THE Constitutional Parliamentary Committee (Copac) has demanded to handle cash for its operations, saying the current system where donors and the government pay directly to service providers was slowing the crafting of a new governance charter.

A critical outreach process to record citizens’ opinions on what they want included in the new constitution ground to a halt on Wednesday because there was no money to buy fuel for the exercise. Copac co-chairperson Douglas Mwonzora (above) said the programme would resume soon.
Outreach teams countrywide were left stranded after suppliers refused to release fuel because of non-payment for 60 000 litres of the product which had been supplied on credit.
“The funding arrangement by the United Nations Development Programme (UNDP) must change from direct payment to advance payment such that Copac handles the cash,” said Mwonzora. “Copac can account for the money and we can also have auditors. That can greatly improve the situation.”
Under the current system, Copac only identifies suppliers of services. The UNDP and government pay the service providers directly, a situation Copac officials say has contributed to the slow pace of the reforms.
The UNDP is assisting in mobilising funds from donors after government said it could only afford part of the expenses needed to successfully complete the constitutional reforms.
This week’s incident was only part of several occurrences where constitutional reforms have been affected by cash shortages.
Mwonzora blamed bureaucracy at the UNDP for late payments of services resulting in outreach teams being ejected from hotels, and the shortage of fuel.
Only recently drivers contracted to the project refused to work because of late payments of their allowances.
He said government was also delaying releasing funds, with only US$300 000 disbursed instead of US$2,5 million it had committed to the process.
Donors and government have refused to accept previous requests by Copac to change the payment system.
Mwonzora, however, said Copac would increase pressure on the matter after the latest incident involving fuel shortages.
“It’s embarrassing that we always make promises, but default.

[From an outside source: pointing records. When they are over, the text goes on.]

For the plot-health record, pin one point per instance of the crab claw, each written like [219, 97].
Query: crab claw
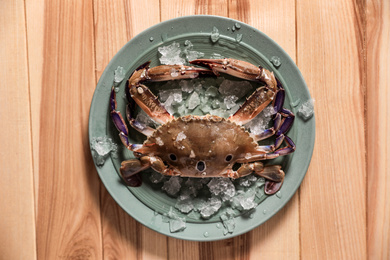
[272, 187]
[240, 69]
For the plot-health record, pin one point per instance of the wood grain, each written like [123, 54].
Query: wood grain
[17, 221]
[378, 128]
[68, 216]
[333, 194]
[272, 238]
[116, 22]
[53, 204]
[278, 238]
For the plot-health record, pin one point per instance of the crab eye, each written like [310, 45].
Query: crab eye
[172, 157]
[200, 166]
[229, 157]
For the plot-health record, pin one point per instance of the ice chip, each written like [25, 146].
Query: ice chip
[211, 207]
[156, 177]
[173, 185]
[186, 86]
[239, 37]
[306, 110]
[193, 55]
[184, 206]
[230, 101]
[216, 56]
[176, 223]
[193, 101]
[180, 136]
[228, 221]
[214, 34]
[143, 118]
[236, 88]
[205, 109]
[174, 73]
[119, 74]
[171, 54]
[211, 91]
[222, 187]
[103, 147]
[247, 180]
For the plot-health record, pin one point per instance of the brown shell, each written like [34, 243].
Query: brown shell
[200, 138]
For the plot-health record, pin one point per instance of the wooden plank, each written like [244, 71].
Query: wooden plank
[171, 9]
[333, 195]
[17, 193]
[116, 22]
[378, 127]
[278, 238]
[35, 36]
[282, 231]
[68, 216]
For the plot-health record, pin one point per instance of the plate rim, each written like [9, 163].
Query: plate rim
[180, 235]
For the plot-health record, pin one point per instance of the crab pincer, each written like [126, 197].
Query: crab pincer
[190, 146]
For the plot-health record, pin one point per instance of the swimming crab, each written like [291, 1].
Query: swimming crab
[204, 146]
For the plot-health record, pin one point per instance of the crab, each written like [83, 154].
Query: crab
[209, 145]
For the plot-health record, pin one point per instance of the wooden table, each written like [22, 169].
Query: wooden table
[53, 204]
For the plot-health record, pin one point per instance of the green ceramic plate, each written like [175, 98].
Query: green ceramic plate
[237, 40]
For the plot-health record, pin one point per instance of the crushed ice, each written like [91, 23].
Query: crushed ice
[102, 147]
[119, 74]
[206, 197]
[306, 110]
[173, 54]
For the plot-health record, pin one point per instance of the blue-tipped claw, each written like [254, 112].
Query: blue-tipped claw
[279, 100]
[119, 122]
[286, 125]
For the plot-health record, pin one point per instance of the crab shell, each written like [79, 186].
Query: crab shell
[200, 146]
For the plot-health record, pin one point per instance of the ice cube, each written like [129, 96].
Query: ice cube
[238, 37]
[193, 55]
[261, 122]
[228, 221]
[193, 101]
[244, 200]
[248, 200]
[216, 56]
[211, 207]
[173, 185]
[143, 118]
[198, 87]
[247, 180]
[103, 147]
[214, 34]
[157, 177]
[306, 110]
[175, 93]
[219, 112]
[230, 101]
[185, 205]
[174, 73]
[170, 54]
[222, 187]
[236, 88]
[176, 223]
[119, 74]
[211, 91]
[205, 109]
[180, 136]
[186, 86]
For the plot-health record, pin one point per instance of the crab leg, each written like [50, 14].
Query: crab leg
[120, 124]
[245, 70]
[273, 174]
[139, 126]
[145, 98]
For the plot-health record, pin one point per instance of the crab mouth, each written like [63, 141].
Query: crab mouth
[201, 166]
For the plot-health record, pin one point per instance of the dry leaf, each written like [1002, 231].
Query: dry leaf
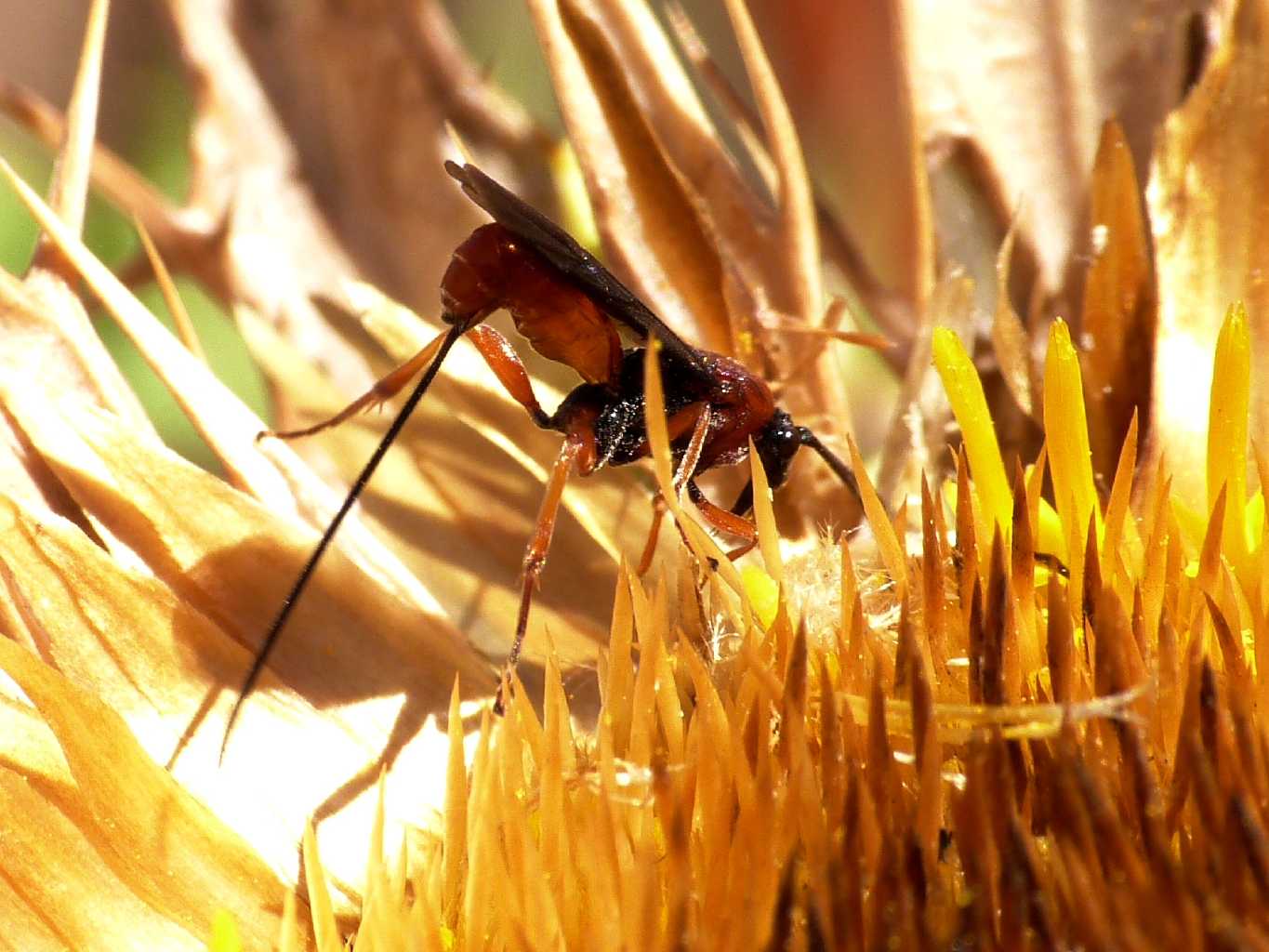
[1209, 201]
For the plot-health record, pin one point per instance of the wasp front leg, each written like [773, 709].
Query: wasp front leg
[687, 466]
[535, 553]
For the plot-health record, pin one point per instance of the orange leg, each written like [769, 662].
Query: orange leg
[507, 365]
[381, 392]
[687, 466]
[535, 553]
[723, 521]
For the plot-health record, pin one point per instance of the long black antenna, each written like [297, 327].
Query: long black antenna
[364, 478]
[844, 472]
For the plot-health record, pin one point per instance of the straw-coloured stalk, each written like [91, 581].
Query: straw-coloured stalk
[1021, 707]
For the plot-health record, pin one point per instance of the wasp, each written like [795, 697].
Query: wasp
[571, 310]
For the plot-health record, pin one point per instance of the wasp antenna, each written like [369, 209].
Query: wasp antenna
[745, 500]
[844, 472]
[364, 478]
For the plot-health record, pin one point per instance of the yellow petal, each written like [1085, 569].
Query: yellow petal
[1067, 434]
[965, 392]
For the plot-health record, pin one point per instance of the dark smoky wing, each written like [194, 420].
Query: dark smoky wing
[570, 259]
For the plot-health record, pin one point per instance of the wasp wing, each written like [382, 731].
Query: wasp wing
[562, 252]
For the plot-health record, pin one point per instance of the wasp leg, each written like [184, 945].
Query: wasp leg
[381, 392]
[535, 553]
[722, 521]
[687, 466]
[507, 365]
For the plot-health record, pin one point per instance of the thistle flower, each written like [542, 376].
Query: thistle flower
[1022, 708]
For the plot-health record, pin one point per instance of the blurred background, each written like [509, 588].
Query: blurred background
[145, 115]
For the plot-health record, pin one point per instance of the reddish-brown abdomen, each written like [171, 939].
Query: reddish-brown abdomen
[494, 270]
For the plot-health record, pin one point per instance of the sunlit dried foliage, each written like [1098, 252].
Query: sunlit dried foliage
[1021, 707]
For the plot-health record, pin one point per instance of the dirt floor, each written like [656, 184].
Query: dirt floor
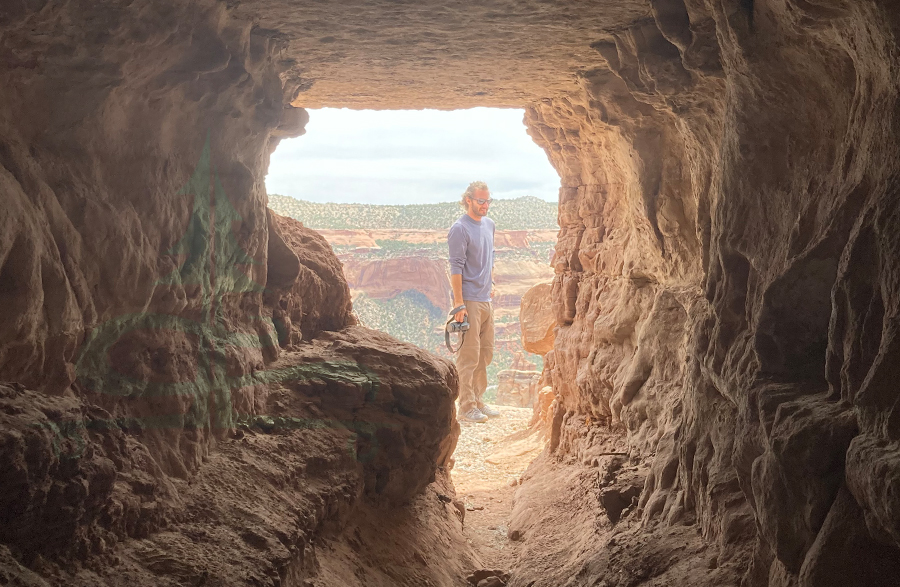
[490, 459]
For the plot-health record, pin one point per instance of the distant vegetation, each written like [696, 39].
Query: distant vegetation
[525, 213]
[409, 316]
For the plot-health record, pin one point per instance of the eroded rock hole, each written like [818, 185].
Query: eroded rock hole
[186, 396]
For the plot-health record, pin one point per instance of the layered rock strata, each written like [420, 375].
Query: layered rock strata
[189, 400]
[726, 282]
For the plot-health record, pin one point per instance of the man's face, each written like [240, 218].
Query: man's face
[480, 209]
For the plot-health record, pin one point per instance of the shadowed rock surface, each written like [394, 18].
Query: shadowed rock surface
[726, 292]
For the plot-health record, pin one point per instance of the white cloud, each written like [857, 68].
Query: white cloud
[410, 156]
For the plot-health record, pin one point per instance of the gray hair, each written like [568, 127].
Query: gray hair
[470, 192]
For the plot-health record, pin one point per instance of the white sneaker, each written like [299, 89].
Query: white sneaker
[474, 415]
[489, 411]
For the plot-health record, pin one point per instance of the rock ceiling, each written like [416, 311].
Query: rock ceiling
[435, 54]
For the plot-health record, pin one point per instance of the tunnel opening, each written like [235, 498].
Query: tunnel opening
[727, 215]
[383, 188]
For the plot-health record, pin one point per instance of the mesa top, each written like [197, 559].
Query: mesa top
[471, 245]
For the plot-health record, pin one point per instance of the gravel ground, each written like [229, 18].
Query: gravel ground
[489, 460]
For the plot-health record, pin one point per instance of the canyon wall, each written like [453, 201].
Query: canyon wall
[187, 398]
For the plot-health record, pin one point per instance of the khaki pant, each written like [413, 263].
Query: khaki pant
[475, 355]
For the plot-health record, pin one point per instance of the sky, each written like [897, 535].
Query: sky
[410, 157]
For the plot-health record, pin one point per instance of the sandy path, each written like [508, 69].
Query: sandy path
[489, 460]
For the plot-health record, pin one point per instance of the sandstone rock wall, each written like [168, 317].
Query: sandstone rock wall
[726, 286]
[189, 400]
[722, 282]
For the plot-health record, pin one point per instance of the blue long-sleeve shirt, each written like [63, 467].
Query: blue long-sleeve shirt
[471, 244]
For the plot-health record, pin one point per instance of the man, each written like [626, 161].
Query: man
[471, 243]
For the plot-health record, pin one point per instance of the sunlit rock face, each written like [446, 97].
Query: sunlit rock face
[725, 291]
[726, 277]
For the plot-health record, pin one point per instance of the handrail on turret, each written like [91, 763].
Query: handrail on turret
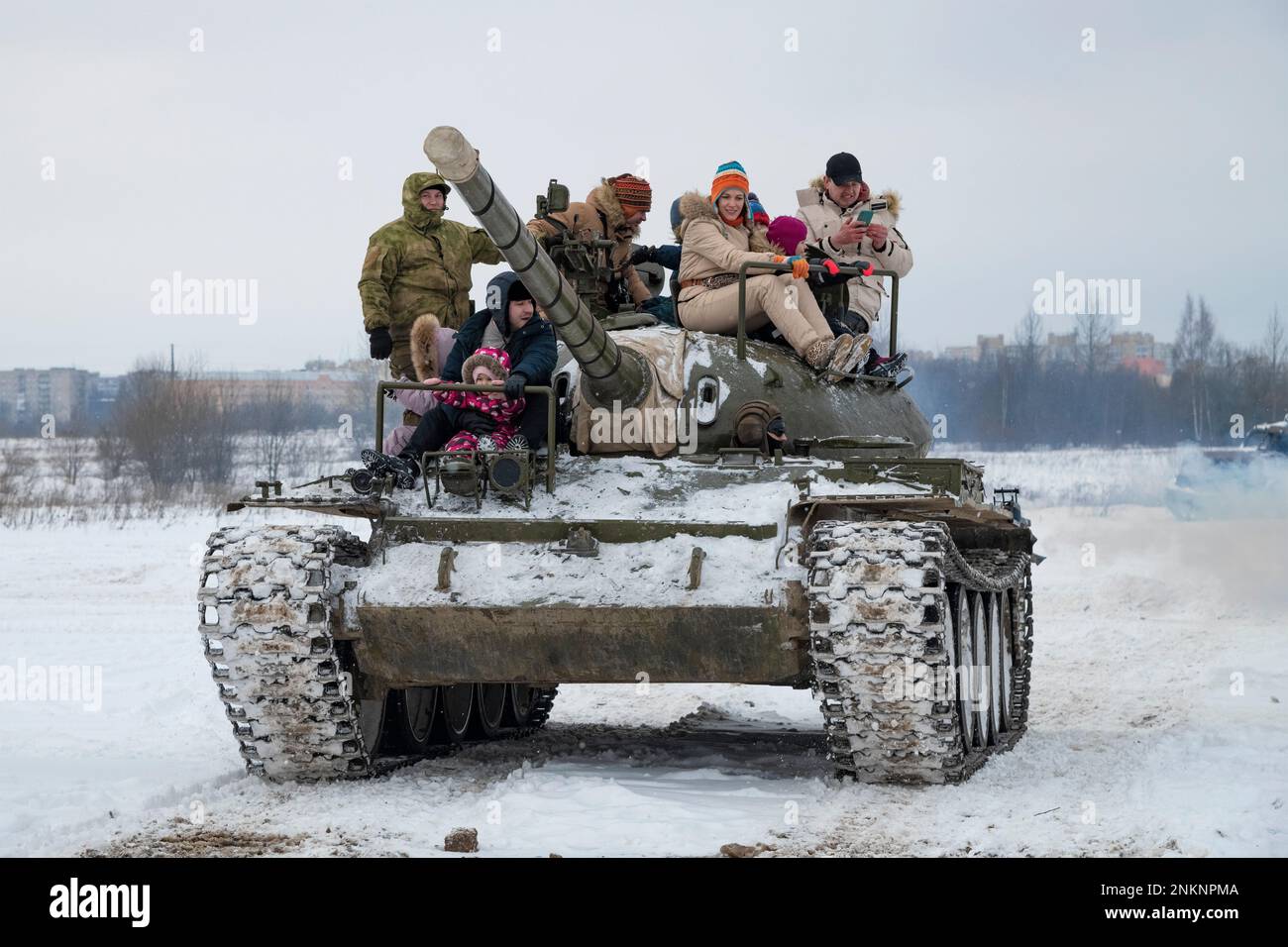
[381, 386]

We want to have the money in our hands for the project to succeed,” said Mwonzora.
The drafting of a new constitution is part of President Robert Mugabe, Prime Minister Morgan Tsvangirai and his deputy Arthur Mutambara’s power-sharing agreement signed in September 2008.
The new charter is expected to lay the foundation for future free and fair elections as well as ensure political stability.
Zimbabweans hope the new constitution will also guarantee human rights, civil, political and media freedoms. — Staff Writer.